4. Test Category Prompt Builder
docker exec metamock-backend python -c "
from config.prompts.{category}.main import build_prompt
result = build_prompt({'color_palette': '#FF0000'})
print(result)
"
5. Check S3 Schema
docker exec metamock-backend python -c "
from backend.services.cache import get_category_metadata_schema
schema = get_category_metadata_schema(test_mode=True)

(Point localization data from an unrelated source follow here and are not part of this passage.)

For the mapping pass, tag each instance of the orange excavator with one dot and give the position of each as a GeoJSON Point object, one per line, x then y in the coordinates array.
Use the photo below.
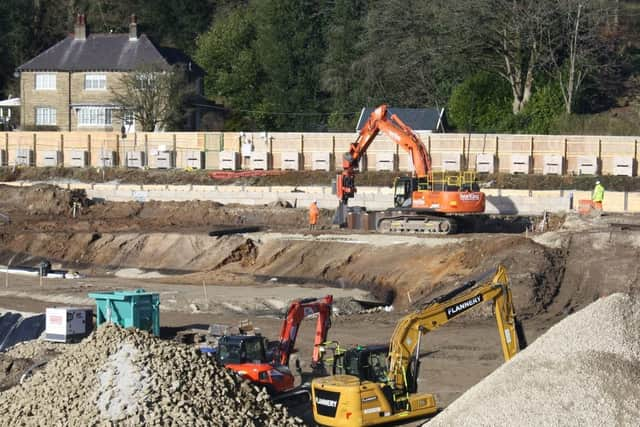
{"type": "Point", "coordinates": [248, 356]}
{"type": "Point", "coordinates": [426, 202]}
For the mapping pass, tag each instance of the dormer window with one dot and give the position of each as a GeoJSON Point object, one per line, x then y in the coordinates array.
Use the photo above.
{"type": "Point", "coordinates": [45, 81]}
{"type": "Point", "coordinates": [95, 82]}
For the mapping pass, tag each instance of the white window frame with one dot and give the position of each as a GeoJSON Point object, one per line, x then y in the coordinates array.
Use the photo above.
{"type": "Point", "coordinates": [45, 81]}
{"type": "Point", "coordinates": [45, 116]}
{"type": "Point", "coordinates": [95, 82]}
{"type": "Point", "coordinates": [95, 117]}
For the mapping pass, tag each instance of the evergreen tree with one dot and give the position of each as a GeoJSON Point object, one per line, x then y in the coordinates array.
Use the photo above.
{"type": "Point", "coordinates": [234, 76]}
{"type": "Point", "coordinates": [345, 43]}
{"type": "Point", "coordinates": [290, 49]}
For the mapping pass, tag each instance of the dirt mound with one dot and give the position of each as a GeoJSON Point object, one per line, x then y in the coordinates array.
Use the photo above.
{"type": "Point", "coordinates": [584, 371]}
{"type": "Point", "coordinates": [40, 199]}
{"type": "Point", "coordinates": [128, 377]}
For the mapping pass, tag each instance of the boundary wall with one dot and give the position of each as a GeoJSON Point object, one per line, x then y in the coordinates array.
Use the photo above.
{"type": "Point", "coordinates": [499, 201]}
{"type": "Point", "coordinates": [606, 150]}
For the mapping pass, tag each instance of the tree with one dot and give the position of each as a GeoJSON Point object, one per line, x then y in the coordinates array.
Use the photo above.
{"type": "Point", "coordinates": [574, 46]}
{"type": "Point", "coordinates": [340, 78]}
{"type": "Point", "coordinates": [156, 96]}
{"type": "Point", "coordinates": [480, 104]}
{"type": "Point", "coordinates": [503, 36]}
{"type": "Point", "coordinates": [234, 75]}
{"type": "Point", "coordinates": [405, 61]}
{"type": "Point", "coordinates": [289, 48]}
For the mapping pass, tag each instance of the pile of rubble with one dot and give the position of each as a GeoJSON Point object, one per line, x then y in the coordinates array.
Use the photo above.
{"type": "Point", "coordinates": [583, 371]}
{"type": "Point", "coordinates": [127, 377]}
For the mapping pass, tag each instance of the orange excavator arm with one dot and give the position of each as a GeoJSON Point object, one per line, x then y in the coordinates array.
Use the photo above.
{"type": "Point", "coordinates": [398, 132]}
{"type": "Point", "coordinates": [299, 310]}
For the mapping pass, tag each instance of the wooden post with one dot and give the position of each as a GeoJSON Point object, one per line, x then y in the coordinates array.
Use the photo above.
{"type": "Point", "coordinates": [333, 150]}
{"type": "Point", "coordinates": [174, 153]}
{"type": "Point", "coordinates": [89, 149]}
{"type": "Point", "coordinates": [146, 149]}
{"type": "Point", "coordinates": [464, 140]}
{"type": "Point", "coordinates": [118, 162]}
{"type": "Point", "coordinates": [62, 149]}
{"type": "Point", "coordinates": [599, 163]}
{"type": "Point", "coordinates": [565, 157]}
{"type": "Point", "coordinates": [35, 152]}
{"type": "Point", "coordinates": [635, 155]}
{"type": "Point", "coordinates": [532, 165]}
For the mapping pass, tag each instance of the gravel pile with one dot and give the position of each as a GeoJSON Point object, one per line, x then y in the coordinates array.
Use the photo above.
{"type": "Point", "coordinates": [127, 377]}
{"type": "Point", "coordinates": [584, 371]}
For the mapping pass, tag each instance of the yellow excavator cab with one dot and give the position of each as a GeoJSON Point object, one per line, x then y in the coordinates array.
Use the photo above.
{"type": "Point", "coordinates": [365, 397]}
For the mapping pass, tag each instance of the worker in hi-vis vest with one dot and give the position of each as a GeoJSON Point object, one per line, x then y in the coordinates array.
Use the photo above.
{"type": "Point", "coordinates": [598, 195]}
{"type": "Point", "coordinates": [314, 214]}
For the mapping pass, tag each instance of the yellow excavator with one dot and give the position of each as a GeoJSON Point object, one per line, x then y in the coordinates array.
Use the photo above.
{"type": "Point", "coordinates": [365, 391]}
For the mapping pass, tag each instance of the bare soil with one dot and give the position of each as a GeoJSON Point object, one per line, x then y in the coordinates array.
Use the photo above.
{"type": "Point", "coordinates": [165, 247]}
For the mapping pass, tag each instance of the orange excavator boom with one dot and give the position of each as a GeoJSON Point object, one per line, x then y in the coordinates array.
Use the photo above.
{"type": "Point", "coordinates": [299, 310]}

print(schema.get('your_category', 'NOT_FOUND'))
"
Development Workflow
Adding New Categories for Testing
-
Ensure category has new architecture:
server/config/prompts/{category}/ ├── main.py # Main prompt builder ├── descriptions.py # Attribute descriptions └── (optional) bulk.py # Bulk generator -
Update S3 schema if needed:
json { "category_name": { "attribute": ["option1", "option2"], "color_support": true } } -
Test the new category:
bash curl -X GET "http://localhost:8000/api/v1/prompt-testing/categories"
Testing Color Distribution
Always test with comma-separated hex codes to verify ColorMapper:
{
"count": 5,
"attribute_overrides": {
"color_palette": "#FF0000,#00FF00,#0000FF,#FFFF00,#FF00FF"
}
}
Expected: Each test gets a different color description.
Integration with Bulk Generation
The prompt testing system is designed to exactly match bulk generation behavior:
- Same ColorMapper - Identical color distribution logic
- Same PromptTester - Identical attribute resolution
- Same Prompt Builders - Identical prompt generation
- Same S3 Schema - Identical attribute validation
Key Principle: If prompt testing works, bulk generation should work identically.
Future Enhancements
Planned Features
- Real-time prompt preview in frontend
- Batch testing across multiple categories
- Grammar validation integration
- Performance benchmarking
- A/B testing support for prompt variations
Technical Debt
- Consolidate environment variable management
- Improve error messaging for failed tests
- Add unit tests for prompt testing endpoints
- Optimize S3 schema caching strategy
Quick Reference
Restart Services
docker restart metamock-backend metamock-frontend
Clear All Caches
curl -X DELETE "http://localhost:8000/api/v1/prompt-testing/cache/clear"
Check Available Categories
curl -X GET "http://localhost:8000/api/v1/prompt-testing/categories"
Test Color Distribution
curl -X POST "http://localhost:8000/api/v1/prompt-testing/categories/bags/test" \
-H "Content-Type: application/json" \
-d '{"count": 3, "attribute_overrides": {"color_palette": "#FF0000,#00FF00,#0000FF"}}'
This system provides a crucial development tool for rapid prompt iteration and ensures consistency between testing and production bulk generation.